Dans le creux de ses paumes se blottissent deux petits cœurs hybrides, mûres ou framboises, ils n’ont pu se décider que d’être les deux à la fois. Qui oserait les manger ? Alors qu’ils semblent simplement vouloir n’aimer que l’âme.

Les fleurs folles qui les ont enfantés ont vu la mer et ses petites colères se colorer de turquoise.

Les étranges petits rubis scintillent éparpillées amoureusement dans les velours du jour.

Pour protéger la beauté farouche, pour qu’elle se choisisse plein de chemins qui ne porteront jamais de nom ni de définitions, ses mains comme le jasmin parfument mes palais.

Vers

Glass Anatomical Models by Farlow’s Scientific Glassblowing

 

 

Je suis allongée comme une algue morte

délassée par ce qui ressemblait à un rêve.

La musique s’avance en éparpillant dans l’air

des serpentins de soie dont les brillances

colorées dessinent le cadre et les sentiers

de la journée.

 

Dehors la ville est une forêt de conifères

qui libère les cris des outils et les

tremblements de terre provoqués par

les bus et le métro. Parmi les passants

le jour hésitant trouvera bien à se rendre utile pour quelques uns.

 

Je ne laisserai pas se répandre dans mes veines

la haine d’une parole sertie de mensonges grossiers.

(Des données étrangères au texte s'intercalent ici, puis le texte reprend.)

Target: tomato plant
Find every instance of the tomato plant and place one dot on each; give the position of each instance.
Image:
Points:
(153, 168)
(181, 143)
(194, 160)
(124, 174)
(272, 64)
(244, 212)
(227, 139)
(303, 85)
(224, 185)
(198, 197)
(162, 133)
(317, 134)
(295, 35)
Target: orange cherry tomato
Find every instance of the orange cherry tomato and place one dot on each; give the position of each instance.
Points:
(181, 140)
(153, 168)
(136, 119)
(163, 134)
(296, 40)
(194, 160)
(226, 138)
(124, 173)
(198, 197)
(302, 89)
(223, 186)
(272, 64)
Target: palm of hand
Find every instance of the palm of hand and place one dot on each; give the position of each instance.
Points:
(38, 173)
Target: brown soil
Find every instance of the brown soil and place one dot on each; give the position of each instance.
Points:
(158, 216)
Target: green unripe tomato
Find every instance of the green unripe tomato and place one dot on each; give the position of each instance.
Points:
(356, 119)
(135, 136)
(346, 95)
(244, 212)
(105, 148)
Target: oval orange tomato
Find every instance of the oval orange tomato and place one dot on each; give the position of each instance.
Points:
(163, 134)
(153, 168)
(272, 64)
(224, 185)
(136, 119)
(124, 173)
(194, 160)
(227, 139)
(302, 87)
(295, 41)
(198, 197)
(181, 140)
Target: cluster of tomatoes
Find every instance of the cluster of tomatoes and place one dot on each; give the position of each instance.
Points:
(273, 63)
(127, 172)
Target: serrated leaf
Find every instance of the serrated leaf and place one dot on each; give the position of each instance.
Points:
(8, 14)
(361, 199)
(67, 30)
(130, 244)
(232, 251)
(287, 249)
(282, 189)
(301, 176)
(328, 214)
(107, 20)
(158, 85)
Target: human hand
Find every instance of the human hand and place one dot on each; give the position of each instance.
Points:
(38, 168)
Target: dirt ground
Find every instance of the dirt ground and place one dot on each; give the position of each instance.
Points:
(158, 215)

Le venin d’un geste insensé ne tenaillera pas ma journée

que je traverserai sur la pointe des pieds.

 

Assoupissement

Romance XX, 1989, pastel on paper, 18 x 24"Romance XX, 1989, pastel on paper, 18 x 24" Peter Alexander

Romance XX, 1989, pastel on paper, 18 x 24″
Peter Alexander

Petit geste doux et rond de la nuit

tu me rappelles celui

qui enfant me baisait le front

et regardait du bord de mon lit

le sommeil peu à peu se poser

sur mes paupières sur mes lèvres

et allumer mon visage d’une lueur

identique à celle de la lune

La dernière prière

Vespertijd, Constant Permeke
Antwerpen 1886 – Oostende 1952
1927
olieverf op doek
128 x 149 cm

Quand le jour tombe lourdement en même temps que la lumière et la pluie,

l’épuisement te dessine une ombre incontournable.

Les silences creusent des rainures et des rides dans les quelques paroles qui meublent ton regard transparent comme un fantôme, comme une vague.

Le geste solide et machinal de la femme broie à côté de toi, les graines de café dans le moulin pour les réduire en poudre noire.

Le monde tourne et pue, est sale mais c’est toi qui en bois toujours toute l’amertume froide.

Ta moindre phrase endimanchée doit servir à remercier ce Seigneur. Il a toujours de plus en plus faim, n’entend rien à ton existence, ne parlera jamais ta langue.

Te gober l’âme à tous les repas, pendant toutes les pauses, ne suffit pas. Il faut que tu te sentes coupable, prêt à servir le destin. Tu n’oses même pas te plaindre ou déposer sous la table ton plus petit soupir.

Toutes tes pensées remuent sans relâche la terre brune et têtue jusqu’à ce que tes mains deviennent l’énorme et vieille écorce d’un pauvre tronc malade.